Menurut Dosen Departemen Desain Produk Industri ITS itu, spesifikasi untuk berat gerbong KA Cepat akan sangat berbeda dengan kereta konvensional. Jika berat satu gerbong kereta konvensional dengan 50 penumpang kelas eksekutif mencapai 50-60 ton, maka gerbong kereta cepat yang didesain ini hanya 40-45 ton saja.
Perbedaan berat gerbong yang cukup signifikan ini terjadi karena gerbong kereta dibuat dengan bahan berbasis extruded aluminium alloy 6061. Ini merupakan alumunium yang dikeraskan dan mengandung magnesium dan silikon.

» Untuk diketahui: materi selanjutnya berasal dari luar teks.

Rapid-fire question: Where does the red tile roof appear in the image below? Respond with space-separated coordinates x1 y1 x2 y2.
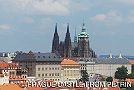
129 60 134 65
0 84 23 90
9 76 26 81
61 59 79 65
0 63 20 69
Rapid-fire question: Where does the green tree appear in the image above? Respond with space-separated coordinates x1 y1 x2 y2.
115 66 128 80
127 73 134 79
132 65 134 73
80 70 89 82
106 76 113 82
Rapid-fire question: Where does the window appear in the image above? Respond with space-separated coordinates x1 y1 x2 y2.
38 56 40 58
57 73 59 76
45 74 47 76
52 73 54 76
43 56 45 58
38 68 40 71
45 68 47 70
49 74 51 76
38 74 40 77
42 68 44 71
42 74 44 77
57 67 59 70
49 68 51 70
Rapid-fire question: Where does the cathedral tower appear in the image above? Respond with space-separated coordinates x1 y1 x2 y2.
78 23 91 58
52 23 59 53
64 24 72 57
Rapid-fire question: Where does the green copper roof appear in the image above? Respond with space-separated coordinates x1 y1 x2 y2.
78 23 89 38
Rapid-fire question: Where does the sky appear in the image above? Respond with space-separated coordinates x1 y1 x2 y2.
0 0 134 55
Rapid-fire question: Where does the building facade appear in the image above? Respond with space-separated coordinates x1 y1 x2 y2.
13 51 62 81
61 59 80 81
34 53 61 81
0 62 27 84
78 54 131 78
78 23 91 58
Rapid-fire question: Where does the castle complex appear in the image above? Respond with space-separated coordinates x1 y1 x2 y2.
52 23 96 58
11 22 131 82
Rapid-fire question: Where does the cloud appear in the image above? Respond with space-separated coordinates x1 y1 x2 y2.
32 0 70 15
91 11 123 25
0 0 90 16
0 25 11 30
117 0 134 5
125 11 134 23
20 17 34 24
0 0 69 15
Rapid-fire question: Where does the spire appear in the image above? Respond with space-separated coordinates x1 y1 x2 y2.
64 23 72 57
52 23 59 53
82 23 86 32
82 19 86 32
67 23 69 33
109 53 112 58
119 53 122 58
55 23 58 33
74 27 77 43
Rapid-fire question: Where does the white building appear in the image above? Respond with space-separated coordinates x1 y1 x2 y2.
78 54 131 78
60 59 81 81
0 74 9 85
14 52 62 81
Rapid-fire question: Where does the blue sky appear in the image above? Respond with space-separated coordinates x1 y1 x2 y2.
0 0 134 55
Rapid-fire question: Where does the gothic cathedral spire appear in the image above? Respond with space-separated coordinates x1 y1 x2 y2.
78 23 91 58
64 23 72 57
52 23 59 53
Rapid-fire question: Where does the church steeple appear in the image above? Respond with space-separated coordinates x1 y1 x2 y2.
55 23 58 33
82 23 86 32
78 23 91 58
74 27 77 43
64 23 72 57
52 23 59 53
67 23 69 33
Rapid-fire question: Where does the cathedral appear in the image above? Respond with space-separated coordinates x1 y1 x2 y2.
52 23 96 58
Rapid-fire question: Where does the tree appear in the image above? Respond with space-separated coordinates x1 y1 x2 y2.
127 73 134 79
80 70 89 82
106 76 113 82
115 66 128 80
132 65 134 73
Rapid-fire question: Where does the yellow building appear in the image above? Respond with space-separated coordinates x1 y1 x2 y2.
61 58 80 81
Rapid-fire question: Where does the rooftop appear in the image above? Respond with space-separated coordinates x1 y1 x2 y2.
0 84 23 90
14 52 61 62
94 57 130 64
0 63 20 70
61 58 79 65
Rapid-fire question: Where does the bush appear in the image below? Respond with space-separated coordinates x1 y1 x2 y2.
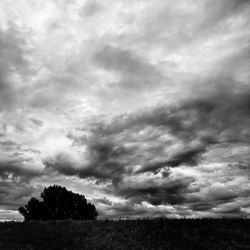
19 185 98 221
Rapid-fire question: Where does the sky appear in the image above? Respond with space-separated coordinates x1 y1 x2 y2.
0 0 250 220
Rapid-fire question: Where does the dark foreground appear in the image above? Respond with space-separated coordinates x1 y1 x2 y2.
0 219 250 249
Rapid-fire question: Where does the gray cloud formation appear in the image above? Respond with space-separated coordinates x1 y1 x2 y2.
45 81 250 217
0 181 37 210
0 24 32 111
93 45 163 91
0 0 250 219
0 160 42 182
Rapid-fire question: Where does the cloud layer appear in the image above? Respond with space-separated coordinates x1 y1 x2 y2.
0 0 249 219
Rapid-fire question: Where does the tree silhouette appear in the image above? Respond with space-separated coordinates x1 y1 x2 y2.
19 185 98 221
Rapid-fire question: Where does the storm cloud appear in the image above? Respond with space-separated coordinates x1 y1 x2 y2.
45 86 250 217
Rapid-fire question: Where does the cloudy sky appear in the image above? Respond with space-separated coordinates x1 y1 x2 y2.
0 0 250 220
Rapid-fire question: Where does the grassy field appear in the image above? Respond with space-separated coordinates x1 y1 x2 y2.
0 219 250 249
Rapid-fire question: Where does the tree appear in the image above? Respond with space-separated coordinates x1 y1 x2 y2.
19 185 98 221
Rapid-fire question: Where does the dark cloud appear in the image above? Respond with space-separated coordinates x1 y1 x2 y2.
189 195 240 212
91 86 249 171
0 140 16 146
92 197 113 206
0 24 32 111
203 0 250 22
99 199 191 219
116 175 196 206
44 83 250 217
44 140 131 181
93 45 163 91
134 0 250 51
0 140 19 149
87 83 250 147
0 139 41 157
217 207 247 217
0 159 42 182
141 146 207 173
48 86 250 177
103 202 148 218
167 147 206 167
188 189 250 216
30 118 43 127
0 181 37 210
80 0 101 16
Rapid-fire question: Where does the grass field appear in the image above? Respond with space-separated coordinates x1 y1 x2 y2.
0 219 250 249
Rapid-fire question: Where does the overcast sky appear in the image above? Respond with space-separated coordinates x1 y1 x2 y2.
0 0 250 220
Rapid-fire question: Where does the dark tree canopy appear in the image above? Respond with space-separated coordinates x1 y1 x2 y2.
19 185 98 221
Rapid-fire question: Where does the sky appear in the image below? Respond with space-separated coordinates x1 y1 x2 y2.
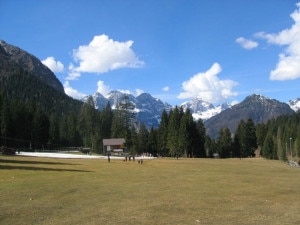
1 0 300 106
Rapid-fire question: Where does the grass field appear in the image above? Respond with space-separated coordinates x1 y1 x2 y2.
1 155 300 225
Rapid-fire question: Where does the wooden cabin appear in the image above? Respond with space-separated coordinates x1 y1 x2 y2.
102 138 126 155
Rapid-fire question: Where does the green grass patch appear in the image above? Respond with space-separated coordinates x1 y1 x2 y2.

Meski memiliki bobot lebih ringan dan bukan dibuat dari bahan stainless steel, kata Agus, hal ini bukan berarti akan menurunkan kualitas dan mengabaikan keselamatan. Semuanya telah dirancang dan dihitung sedemikian rupa dengan berbasis empat aspek wajib yang melekat, yaitu RAMS atau Reliability (keandalan), Availability (ketersediaan), Maintainability (pemeliharaan), dan Safety (keamanan).
Selain itu, lingkup riset yang dilakukan tim peneliti juga termasuk riset untuk desain envelope cabin dan kokpit, studi human factors engineering and ergonomics, pengujian aerodinamis, serta perancangan dan pengujian struktur carbody. Hasil riset ini selain menghasilkan prototipe desain kereta cepat, juga ada data analisis engineering Computational Fluid Dynamics (CFD) dan Finite Element Analysis (FEA)—metode analisis desain. Termasuk Hak Kekayaan Intelektual (HKI), dan animasi 3D kereta cepat.
“Proyek kereta cepat memang sebuah ‘state of the art’ dari teknologi kereta api. Puncak dari industri perkeretaapian adalah ketika bisa membuat dan merancang kereta api, terlebih ini adalah teknologi kereta cepat,” kata Agus yang juga ikut merancang desain LRT Jabodebek.
Sebagai informasi, pengembangan kereta cepat ini merupakan hasil kolaborasi dari banyak pihak dan lembaga nasional di Indonesia. Para peneliti ahli tersebut berasal dari Departemen Desain Produk Industri Institut Teknologi Sepuluh November (ITS), Badan Riset dan Inovasi Nasional (BRIN), PT Industri Kereta Api (Persero) atau PT INKA, dan Lembaga Pengelola Dana pendidikan (LPDP). Penelitiannya sendiri dilakukan selama tiga tahun yang didanai sebesar Rp 4,895 miliar melalui skema Riset Inovatif Produktif (RISPRO) Kompetisi dari LPDP.
Saat ini, riset rancang bangun dan prototipe Kereta Cepat Merah Putih telah melalui serangkaian tahap analisis dan uji digital yang siap dilanjutkan dengan proses produksi fisik. Biaya produksi untuk dua car body kereta cepat ini diperkirakan tidak kurang dari Rp 80 miliar. Adapun proses produksi dilakukan oleh PT INKA di Madiun, Jawa Timur, yang ditargetkan rampung pada 2025 dan melalui uji coba sistem pada 2026.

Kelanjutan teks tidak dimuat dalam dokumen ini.